Brent Fulgham wrote:
> Thanks for the link! Unfortunately, its click-through
> license forbids disassembly, reverse engineering, and a
> raft of other endeavors that one should be allowed if
> they were truly interested in global acceptance.
Well, this _is_ Microsoft, after all.
> Of course, a few hops up the chain you might run across Joshua
> Trupin's execrable description of the C# language. Really one
> of the worst articles I've ever read. You will get such
> wisdom as:
>
> "It's [C#] a little like taking all the good stuff in
> Visual Basic (C) and adding it to C++, while trimming off some
> of the more arcane C and C++ traditions."
More like "Microsoft Java", but of course they never mention Java, as if
hoping that people will read all this tripe and not notice the similarities.
I had a most exquisite sense of down-the-rabbit-hole a few weeks ago when I
browsed through a Microsoft book on C#. I kept running into all this stuff
about how C# was a revolutionary next-generation OO language, better than
C++, but all the programming samples looked only trivially different from
Java, which of course they never mentioned, as if the book had arrived from
some parallel universe in which James Gosling was assassinated by Richard
Stallman after inventing Gosling Emacs, and had thus never invented Java. I
had to put the book down after a little while because I felt like I'd lose
my mind if I kept going.
I don't really mind them inventing a variation on Java. Either it will take
off or it won't, and I don't really care either way. But I just wish they'd
admit what they're doing, and stop treating us all as if we're so stupid
that if they don't _tell_ us that C# is a Java derivative, we won't notice.
> If you're like me, you might be wondering what exactly the
> "good stuff" allegedly contained within Visual Basic (C) might
> be. Well, one such element is apparently the labeled "goto".

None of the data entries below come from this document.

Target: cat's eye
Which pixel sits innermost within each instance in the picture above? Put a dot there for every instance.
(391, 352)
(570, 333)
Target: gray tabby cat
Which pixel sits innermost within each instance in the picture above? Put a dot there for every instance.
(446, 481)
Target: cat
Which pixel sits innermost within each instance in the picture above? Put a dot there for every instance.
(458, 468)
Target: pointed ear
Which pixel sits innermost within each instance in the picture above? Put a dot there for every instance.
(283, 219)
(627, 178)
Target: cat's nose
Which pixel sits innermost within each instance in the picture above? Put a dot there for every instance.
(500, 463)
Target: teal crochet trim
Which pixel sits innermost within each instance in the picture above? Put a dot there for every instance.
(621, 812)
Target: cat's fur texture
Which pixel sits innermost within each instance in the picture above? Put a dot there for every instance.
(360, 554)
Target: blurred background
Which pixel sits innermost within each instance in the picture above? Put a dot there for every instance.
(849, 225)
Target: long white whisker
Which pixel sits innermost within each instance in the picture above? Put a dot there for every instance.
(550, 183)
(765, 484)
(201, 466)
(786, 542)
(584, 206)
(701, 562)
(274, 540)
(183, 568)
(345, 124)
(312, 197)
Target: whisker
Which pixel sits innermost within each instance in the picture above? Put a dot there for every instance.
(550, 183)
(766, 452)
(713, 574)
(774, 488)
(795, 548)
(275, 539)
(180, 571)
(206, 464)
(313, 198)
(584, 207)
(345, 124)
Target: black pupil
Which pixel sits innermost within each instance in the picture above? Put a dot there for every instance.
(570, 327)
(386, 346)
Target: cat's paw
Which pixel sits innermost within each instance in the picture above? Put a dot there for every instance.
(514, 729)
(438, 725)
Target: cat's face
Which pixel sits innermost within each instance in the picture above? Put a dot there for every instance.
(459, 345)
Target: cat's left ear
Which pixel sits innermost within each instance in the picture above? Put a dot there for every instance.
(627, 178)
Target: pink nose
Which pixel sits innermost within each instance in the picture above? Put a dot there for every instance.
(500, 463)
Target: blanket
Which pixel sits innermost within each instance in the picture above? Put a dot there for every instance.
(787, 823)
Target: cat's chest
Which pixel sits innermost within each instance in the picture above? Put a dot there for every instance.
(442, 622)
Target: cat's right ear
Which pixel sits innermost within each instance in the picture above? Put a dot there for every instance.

My impression is that C#'s use of labeled gotos is extremely restricted. (I
could be wrong.) The only reference to gotos that I found in a Microsoft
Press book on C# is its use in jumping to the start of one case in a switch
from another case in the same switch. This is actually useful, since it is a
better solution than "falling through" from one case to another, as is
sometimes done in C, C++, and Java (but which cannot be done in C#, since
the "break" required in those languages is implicit in C# -- also a good
thing). It's a better solution because (1) it doesn't look like a mistake
when you see it in someone else's code; (2) it is more flexible, since the
case you're going to doesn't have to be positioned directly below the case
you're coming from.
Now, if it turns out that C#'s goto can be used for any other purposes, I
will be much less happy about it.
> Joshua is also quick to highlight another:
>
> "What's one of the most annoying things about working in C++?

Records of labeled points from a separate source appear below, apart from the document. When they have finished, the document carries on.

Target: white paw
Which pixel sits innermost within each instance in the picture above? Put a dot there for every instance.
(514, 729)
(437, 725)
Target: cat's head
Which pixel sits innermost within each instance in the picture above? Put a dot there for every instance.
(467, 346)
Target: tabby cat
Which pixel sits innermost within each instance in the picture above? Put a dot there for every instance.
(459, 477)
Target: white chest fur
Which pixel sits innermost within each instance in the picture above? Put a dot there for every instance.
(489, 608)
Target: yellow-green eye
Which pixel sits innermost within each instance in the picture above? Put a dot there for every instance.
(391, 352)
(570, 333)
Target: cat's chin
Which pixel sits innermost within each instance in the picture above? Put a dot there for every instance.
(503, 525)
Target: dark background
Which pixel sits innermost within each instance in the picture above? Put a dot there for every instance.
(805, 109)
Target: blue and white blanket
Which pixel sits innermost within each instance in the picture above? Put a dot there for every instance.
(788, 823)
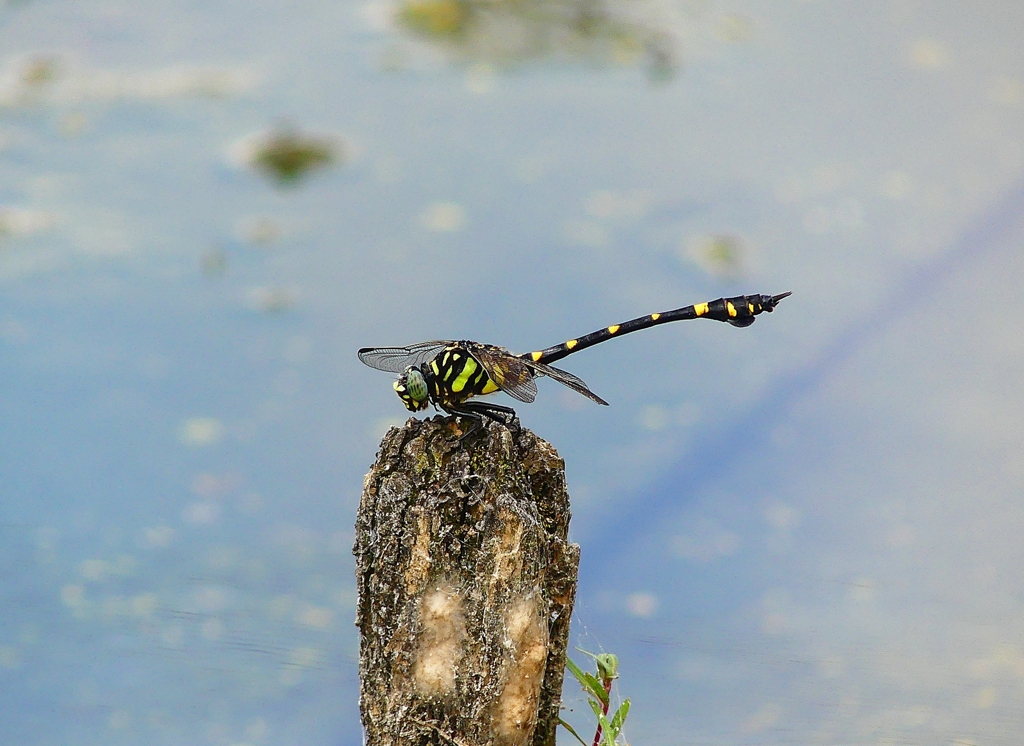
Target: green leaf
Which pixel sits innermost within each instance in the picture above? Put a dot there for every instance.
(597, 689)
(619, 718)
(576, 671)
(568, 728)
(607, 665)
(590, 684)
(607, 737)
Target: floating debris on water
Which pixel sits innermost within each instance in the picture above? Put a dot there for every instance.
(508, 32)
(286, 156)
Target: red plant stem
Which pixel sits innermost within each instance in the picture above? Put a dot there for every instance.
(607, 701)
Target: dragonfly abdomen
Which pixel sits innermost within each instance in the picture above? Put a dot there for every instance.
(738, 311)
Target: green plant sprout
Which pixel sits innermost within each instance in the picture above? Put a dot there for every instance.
(598, 691)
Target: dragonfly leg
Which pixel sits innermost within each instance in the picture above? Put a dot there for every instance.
(477, 410)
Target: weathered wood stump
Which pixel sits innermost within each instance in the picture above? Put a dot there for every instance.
(466, 584)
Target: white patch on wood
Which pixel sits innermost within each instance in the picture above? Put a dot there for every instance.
(440, 643)
(514, 712)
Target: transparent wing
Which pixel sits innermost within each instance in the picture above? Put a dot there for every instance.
(509, 373)
(566, 379)
(396, 359)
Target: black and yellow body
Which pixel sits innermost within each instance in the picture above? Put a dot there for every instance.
(448, 374)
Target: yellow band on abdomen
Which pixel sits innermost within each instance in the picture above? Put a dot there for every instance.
(467, 371)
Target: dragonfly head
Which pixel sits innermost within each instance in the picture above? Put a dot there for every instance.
(412, 389)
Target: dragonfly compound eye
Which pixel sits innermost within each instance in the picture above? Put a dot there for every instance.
(412, 389)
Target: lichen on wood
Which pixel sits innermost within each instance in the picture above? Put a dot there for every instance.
(466, 584)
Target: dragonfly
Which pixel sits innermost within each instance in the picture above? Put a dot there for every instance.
(450, 375)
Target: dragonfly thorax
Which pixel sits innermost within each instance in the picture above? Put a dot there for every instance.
(412, 389)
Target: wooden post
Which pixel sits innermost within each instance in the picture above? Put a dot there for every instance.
(466, 584)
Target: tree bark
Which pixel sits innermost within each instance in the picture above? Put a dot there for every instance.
(466, 584)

> It's gotta be remembering when to use the -> pointer indicator,
> when to use the :: for a class member, and when to use the dot."
>
> Hmm. I guess stating precisely what you mean is a bad feature
> for programming languages.
Well, claiming that the -> vs. . thing is one of the "most annoying things
about working in C++" is pretty silly, but only because it's so trivial, not
because "stating precisely what you mean is a bad feature". C#, like Java,
doesn't need -> because there's no distinction between having a reference to
an object vs. having a pointer to an object. And C++ overloads so many
things that it's sort of silly to complain that getting rid of the
double-colon scoping operator reduces clarity. The double-colon was
unnecessary to begin with.
> The thing that really bothers me is that they claim that ".NET
> will be available on Windows (C) and other systems". But they
> have no reference implementations available for non-Windows (C)
> environments. When Sun released Java, we had Unix and Windows
> versions available right away, and the Linux Blackdown port
> shortly thereafter.
True, but then Sun is a Unix vendor, so of course they had to support it,
and Windows is 90% of the market, so they had to support that too.
Microsoft's incentive to support anything other than Windows is unclear to
me, to say the least. I interpret "other systems" to mean Windows CE, and
will believe otherwise only when a less ambiguous announcement is made.